Reasonableness Without Reasons: Yascha Mounk’s “The People vs. Democracy”

Jonny Thakkar:

“THE STAKES OF politics have become existential,” writes Yascha Mounk in The People vs. Democracy, pitched as a bracing call to arms for all those who fear that the foundations of liberal democracy are being rapidly eroded. “In the years to come, it may take more and more courage to stand up for what we hold dear.”

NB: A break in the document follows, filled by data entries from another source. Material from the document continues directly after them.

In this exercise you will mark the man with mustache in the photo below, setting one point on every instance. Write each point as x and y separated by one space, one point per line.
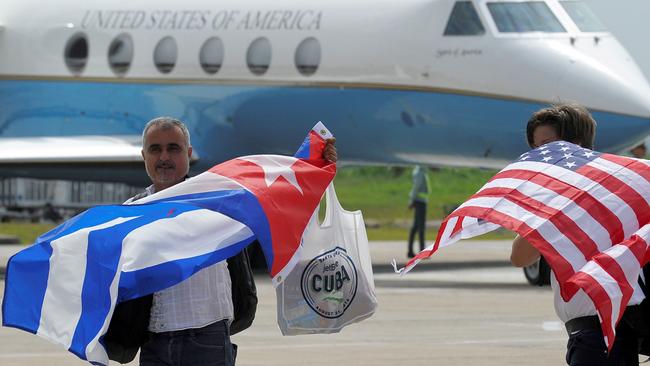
189 322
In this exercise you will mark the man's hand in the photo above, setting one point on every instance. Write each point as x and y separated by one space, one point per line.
329 153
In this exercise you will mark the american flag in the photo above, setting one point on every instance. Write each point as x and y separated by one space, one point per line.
585 211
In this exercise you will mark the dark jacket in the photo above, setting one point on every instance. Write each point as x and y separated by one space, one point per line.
128 329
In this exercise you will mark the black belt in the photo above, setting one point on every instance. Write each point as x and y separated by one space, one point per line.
191 331
592 322
582 323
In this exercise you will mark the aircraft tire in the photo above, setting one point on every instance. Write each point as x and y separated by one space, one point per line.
538 273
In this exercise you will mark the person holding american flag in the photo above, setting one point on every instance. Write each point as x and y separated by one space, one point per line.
586 346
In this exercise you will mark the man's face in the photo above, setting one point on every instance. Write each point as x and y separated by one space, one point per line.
166 156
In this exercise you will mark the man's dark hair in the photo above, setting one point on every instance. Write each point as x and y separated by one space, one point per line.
572 123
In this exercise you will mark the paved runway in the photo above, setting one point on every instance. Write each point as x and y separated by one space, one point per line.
465 306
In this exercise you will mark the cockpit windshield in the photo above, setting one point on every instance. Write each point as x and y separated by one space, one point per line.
582 15
464 20
528 16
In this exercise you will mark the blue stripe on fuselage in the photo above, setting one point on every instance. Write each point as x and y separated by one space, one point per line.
227 121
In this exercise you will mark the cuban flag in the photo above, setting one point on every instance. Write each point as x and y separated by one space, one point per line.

Apocalyptic visions are in vogue, it seems: Mounk’s book on contemporary threats to liberal democracy, subtitled “Why Our Freedom Is in Danger & How to Save It,” might easily be sold as part of a millenarian package deal with Steven Levitsky and Daniel Ziblatt’s How Democracies Die, Timothy Snyder’s On Tyranny, and Jonah Goldberg’s Suicide of the West.

What distinguishes Mounk’s contribution to the genre, for good and ill, is what we might call its fundamental Voxiness — its currency in the cafe society of liberal Washington. At the level of form, Voxiness combines a seemingly insatiable desire to convey the latest social science with a correspondingly steadfast refusal of wide-ranging normative argument. This is what generates its astonishing capacity, at the level of content, to somehow both overturn conventional wisdom and affirm the preexisting beliefs of reasonable people.